A team of investigators at Brigham and Women's Hospital (BWH) and the National Institute of Neurological Disorders and Stroke (NINDS) has launched a study of individuals at risk for multiple sclerosis (MS). By focusing on first-degree family members of MS patients, the research team seeks to better understand the sequence of events that leads some people to develop the disease. Their work also sets the stage for developing and testing interventions with which to block the onset of MS. The research team introduces the Genes and Environment in Multiple Sclerosis (GEMS) project, a large prospective natural history study, in a publication in the Annals of Neurology.
"Early detection of MS means the possibility of earlier treatment, which could delay the accumulation of disability," said co-senior author Phil De Jager, MD, PhD, who directs the Program in Translational NeuroPsychiatric Genomics at the Ann Romney Center for Neurologic Diseases at BWH. "Our long-term goal is to map out the sequence of events leading from health to disease, in order to be able to identify and intervene early in individuals at high-risk of MS."
The GEMS study leverages the outreach efforts of patient advocacy groups such as the National Multiple Sclerosis Society, social media tools such as Facebook and electronic communication to recruit first-degree relatives (parent, sibling or child) of people who have been diagnosed with MS. More than 2,600 family members have been recruited from across the U.S. Family members can interact with the study via its Facebook page where updates on the project and MS-related news are shared. The study, which will ultimately enroll 5,000 first-degree relatives, will continue for the next 20 years.
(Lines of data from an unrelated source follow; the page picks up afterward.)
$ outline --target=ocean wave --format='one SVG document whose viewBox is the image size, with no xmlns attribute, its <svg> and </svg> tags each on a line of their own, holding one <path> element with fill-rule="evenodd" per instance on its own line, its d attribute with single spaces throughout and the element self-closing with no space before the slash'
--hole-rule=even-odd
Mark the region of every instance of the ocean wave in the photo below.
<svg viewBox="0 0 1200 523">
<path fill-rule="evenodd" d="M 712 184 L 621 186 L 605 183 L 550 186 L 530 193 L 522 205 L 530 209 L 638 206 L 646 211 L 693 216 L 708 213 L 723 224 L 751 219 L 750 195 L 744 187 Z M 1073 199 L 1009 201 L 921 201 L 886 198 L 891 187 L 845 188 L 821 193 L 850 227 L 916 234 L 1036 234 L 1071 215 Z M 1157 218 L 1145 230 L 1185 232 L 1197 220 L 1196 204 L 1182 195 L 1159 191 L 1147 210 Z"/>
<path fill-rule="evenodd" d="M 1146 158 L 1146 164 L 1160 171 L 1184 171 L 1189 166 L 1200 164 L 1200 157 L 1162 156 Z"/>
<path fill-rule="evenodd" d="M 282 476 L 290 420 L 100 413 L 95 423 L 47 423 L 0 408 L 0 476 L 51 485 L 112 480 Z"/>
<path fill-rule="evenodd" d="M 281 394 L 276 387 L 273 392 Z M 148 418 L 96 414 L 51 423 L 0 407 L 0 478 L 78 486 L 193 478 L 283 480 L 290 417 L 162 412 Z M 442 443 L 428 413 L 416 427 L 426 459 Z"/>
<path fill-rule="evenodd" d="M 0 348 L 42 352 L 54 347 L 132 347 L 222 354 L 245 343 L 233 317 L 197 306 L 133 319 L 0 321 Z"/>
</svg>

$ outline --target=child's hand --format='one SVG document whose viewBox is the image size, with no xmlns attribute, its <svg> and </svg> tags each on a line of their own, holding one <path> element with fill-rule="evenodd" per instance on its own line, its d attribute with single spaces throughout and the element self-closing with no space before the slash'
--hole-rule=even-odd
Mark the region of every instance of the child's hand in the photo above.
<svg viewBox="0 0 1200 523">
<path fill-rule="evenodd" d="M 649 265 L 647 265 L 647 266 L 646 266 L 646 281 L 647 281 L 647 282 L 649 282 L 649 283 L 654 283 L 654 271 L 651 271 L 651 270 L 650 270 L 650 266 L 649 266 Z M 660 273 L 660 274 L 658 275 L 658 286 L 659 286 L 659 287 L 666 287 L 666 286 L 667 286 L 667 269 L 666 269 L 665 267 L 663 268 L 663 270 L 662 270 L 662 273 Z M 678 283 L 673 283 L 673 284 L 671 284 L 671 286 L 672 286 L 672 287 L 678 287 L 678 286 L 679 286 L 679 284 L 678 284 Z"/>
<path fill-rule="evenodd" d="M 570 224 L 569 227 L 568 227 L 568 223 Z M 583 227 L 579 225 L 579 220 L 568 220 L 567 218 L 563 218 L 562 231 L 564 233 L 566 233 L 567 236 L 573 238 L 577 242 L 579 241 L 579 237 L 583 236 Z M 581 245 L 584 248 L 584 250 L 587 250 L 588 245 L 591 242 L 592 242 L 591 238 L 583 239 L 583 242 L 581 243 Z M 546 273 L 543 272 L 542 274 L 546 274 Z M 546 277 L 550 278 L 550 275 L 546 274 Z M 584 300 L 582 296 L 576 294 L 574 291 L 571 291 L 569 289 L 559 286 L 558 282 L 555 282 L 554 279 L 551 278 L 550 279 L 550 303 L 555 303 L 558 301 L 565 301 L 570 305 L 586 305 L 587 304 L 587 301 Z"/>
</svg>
"This first report from the GEMS study is important because it shows that we can recruit the large number of family members that is necessary to perform a well-powered study of MS risk factors," said lead author Zongqi Xia, PhD, of BWH's Ann Romney Center for Neurologic Diseases.
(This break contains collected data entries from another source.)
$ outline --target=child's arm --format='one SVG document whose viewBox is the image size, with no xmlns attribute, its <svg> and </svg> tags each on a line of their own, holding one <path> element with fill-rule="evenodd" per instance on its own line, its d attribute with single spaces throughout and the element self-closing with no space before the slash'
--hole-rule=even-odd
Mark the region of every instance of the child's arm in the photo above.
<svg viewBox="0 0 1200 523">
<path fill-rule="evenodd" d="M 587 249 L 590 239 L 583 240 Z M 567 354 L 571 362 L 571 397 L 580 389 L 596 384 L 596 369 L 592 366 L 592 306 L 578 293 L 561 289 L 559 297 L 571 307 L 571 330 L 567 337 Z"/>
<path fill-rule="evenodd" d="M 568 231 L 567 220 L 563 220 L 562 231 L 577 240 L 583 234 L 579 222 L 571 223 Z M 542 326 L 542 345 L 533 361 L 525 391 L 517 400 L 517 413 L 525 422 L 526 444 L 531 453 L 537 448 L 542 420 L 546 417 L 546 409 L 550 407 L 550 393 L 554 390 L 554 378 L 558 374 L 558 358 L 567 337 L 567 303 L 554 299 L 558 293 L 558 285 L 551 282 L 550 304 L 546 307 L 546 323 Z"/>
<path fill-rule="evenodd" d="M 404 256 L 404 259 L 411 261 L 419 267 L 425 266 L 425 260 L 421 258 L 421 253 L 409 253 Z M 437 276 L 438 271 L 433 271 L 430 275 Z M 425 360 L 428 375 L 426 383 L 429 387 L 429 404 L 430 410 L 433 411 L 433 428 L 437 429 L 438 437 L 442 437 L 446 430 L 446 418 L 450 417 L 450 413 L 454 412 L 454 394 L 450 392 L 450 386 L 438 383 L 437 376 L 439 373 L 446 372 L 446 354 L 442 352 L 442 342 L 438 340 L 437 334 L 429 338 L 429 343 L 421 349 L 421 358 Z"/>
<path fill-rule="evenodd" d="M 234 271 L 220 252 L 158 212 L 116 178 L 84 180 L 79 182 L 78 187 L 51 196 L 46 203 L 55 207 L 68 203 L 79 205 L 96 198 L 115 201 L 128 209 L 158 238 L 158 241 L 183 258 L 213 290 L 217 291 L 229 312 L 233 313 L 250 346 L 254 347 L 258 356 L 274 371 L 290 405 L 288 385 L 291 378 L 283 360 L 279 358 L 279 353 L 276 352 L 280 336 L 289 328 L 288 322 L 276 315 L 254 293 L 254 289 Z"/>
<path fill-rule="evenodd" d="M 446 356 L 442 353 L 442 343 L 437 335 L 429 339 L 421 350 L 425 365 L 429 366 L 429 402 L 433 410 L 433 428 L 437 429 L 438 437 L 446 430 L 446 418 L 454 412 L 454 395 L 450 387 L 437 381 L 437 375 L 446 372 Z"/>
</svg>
Upon enrollment in the study, participants completed a web-based questionnaire about their medical history, family history, environmental exposures and more. Participants also submitted a saliva sample for DNA extraction.
"Since the disease likely starts many years before the first symptom appears, we do not yet understand how genetic and environmental risk factors come together to trigger MS," said co-senior author Daniel Reich, MD, PhD, of the Division of Neuroimmunology and Neurovirology at the NINDS. "When a patient comes to see a neurologist for the first time, the process of brain inflammation is well underway, since many lesions have few or no symptoms."
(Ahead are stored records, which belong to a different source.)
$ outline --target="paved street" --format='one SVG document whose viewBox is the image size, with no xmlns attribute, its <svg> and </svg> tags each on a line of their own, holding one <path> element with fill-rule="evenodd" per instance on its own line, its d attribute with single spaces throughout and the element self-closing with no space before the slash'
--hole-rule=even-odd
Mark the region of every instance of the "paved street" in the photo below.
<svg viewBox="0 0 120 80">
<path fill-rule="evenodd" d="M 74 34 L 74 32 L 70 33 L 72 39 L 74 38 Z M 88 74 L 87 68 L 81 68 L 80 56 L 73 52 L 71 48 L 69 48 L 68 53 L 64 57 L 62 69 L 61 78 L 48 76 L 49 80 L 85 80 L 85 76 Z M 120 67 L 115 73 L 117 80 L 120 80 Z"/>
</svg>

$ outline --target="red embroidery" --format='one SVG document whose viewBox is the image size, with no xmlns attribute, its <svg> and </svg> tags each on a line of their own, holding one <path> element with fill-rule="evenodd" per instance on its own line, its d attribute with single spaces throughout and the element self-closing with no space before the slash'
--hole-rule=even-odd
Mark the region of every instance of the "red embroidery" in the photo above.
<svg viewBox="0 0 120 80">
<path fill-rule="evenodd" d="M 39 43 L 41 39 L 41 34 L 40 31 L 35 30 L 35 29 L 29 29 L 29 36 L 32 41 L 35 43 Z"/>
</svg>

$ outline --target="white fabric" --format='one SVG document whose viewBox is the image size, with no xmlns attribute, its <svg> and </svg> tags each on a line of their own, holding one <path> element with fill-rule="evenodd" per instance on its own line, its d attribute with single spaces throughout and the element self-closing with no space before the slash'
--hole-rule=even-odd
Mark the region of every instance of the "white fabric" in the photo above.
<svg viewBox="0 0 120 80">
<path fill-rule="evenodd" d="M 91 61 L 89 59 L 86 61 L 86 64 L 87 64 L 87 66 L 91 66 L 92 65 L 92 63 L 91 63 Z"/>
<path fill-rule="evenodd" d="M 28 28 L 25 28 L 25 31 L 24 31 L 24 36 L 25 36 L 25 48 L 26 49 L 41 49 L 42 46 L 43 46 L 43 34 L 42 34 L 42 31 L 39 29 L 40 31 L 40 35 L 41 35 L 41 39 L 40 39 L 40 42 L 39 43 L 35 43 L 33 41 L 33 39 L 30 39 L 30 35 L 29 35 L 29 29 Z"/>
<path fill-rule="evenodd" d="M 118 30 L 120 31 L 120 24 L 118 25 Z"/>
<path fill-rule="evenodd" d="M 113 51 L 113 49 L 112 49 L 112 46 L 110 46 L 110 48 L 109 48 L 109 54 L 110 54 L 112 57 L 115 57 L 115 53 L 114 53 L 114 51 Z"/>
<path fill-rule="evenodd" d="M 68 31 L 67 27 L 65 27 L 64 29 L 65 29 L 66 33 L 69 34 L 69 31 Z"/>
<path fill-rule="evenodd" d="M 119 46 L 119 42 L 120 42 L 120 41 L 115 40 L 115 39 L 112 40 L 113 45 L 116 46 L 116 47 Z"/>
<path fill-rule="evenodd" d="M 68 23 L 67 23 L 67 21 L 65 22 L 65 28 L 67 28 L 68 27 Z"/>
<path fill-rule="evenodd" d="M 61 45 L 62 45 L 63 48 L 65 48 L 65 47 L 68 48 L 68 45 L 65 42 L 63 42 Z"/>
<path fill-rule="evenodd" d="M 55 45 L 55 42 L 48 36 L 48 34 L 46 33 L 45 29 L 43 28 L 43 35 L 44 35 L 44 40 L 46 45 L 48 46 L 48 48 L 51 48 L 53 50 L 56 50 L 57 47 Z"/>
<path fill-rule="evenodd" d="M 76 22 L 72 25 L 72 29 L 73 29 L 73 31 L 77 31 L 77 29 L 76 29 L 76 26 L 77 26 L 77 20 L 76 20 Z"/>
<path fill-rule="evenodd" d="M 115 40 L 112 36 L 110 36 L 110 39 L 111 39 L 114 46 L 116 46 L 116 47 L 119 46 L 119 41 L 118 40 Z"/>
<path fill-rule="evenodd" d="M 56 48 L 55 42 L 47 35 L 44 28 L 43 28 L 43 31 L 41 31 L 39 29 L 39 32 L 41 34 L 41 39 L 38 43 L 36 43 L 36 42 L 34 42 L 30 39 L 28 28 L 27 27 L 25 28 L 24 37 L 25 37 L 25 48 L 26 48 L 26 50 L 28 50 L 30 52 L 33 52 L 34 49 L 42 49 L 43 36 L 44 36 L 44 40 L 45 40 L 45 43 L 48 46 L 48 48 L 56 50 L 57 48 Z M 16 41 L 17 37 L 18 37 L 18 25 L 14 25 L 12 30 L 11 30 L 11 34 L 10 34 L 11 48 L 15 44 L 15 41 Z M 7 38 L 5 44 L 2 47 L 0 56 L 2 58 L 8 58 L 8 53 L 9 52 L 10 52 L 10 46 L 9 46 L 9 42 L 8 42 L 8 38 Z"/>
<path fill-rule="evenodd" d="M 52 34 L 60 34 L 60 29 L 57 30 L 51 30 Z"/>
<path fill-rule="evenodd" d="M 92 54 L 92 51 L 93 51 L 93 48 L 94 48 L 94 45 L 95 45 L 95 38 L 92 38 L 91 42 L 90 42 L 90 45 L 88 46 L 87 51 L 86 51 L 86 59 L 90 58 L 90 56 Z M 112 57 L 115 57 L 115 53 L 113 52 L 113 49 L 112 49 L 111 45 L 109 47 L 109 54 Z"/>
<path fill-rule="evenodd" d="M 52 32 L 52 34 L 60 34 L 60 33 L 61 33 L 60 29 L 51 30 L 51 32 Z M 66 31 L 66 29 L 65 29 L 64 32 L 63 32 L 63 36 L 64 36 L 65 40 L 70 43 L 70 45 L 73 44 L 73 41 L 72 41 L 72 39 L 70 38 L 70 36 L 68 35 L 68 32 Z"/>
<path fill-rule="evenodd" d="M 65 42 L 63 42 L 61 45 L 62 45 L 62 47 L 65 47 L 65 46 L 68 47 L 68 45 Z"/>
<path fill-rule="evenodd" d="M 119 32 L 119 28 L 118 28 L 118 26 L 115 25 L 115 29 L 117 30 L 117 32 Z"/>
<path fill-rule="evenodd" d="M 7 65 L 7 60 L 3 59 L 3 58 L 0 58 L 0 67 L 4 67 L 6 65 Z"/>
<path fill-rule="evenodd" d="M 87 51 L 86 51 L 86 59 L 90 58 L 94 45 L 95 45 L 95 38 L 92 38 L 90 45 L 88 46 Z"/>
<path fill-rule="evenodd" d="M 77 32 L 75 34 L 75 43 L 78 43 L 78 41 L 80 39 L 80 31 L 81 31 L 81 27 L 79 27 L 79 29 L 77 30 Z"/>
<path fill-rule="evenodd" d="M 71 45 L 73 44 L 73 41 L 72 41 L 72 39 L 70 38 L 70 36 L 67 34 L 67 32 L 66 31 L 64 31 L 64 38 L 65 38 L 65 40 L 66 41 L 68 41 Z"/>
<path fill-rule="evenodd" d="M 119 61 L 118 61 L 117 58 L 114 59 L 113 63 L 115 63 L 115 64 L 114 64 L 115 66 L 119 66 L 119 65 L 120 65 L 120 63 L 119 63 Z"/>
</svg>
Although first-degree relatives are 20 to 40 times more likely to develop MS than the general population, their risk is still low: the researchers estimate that of 10,000 first-degree relatives, only about 62 will be diagnosed with MS over five years. Having a means to predict who is most at risk for developing MS not only means opportunity for early intervention, but also makes clinical trials for new treatments more feasible since the incidence of MS is low in the general population.
In their preliminary analysis, the research team tested a method to calculate an individual's risk of MS, and identified a subset of family members that may have a higher risk of developing MS than the average family member. Although not yet clinically deployable, this risk score could help design long-term studies of higher-risk individuals.
"This report is an important first step. We do not yet have a tool that we can use clinically to predict MS. To develop such tools further, and to develop a platform for testing strategies to prevent the disease altogether, we are expanding GEMS into a larger collaborative study that will accelerate the progress of discovery and bring together a community of investigators to overcome this important challenge," says De Jager. "Overall, the risk of MS remains very small for most family members. The most effective therapies for MS will ultimately be those that prevent its onset, as halting inflammation and disease progression are much more difficult once the disease has become established."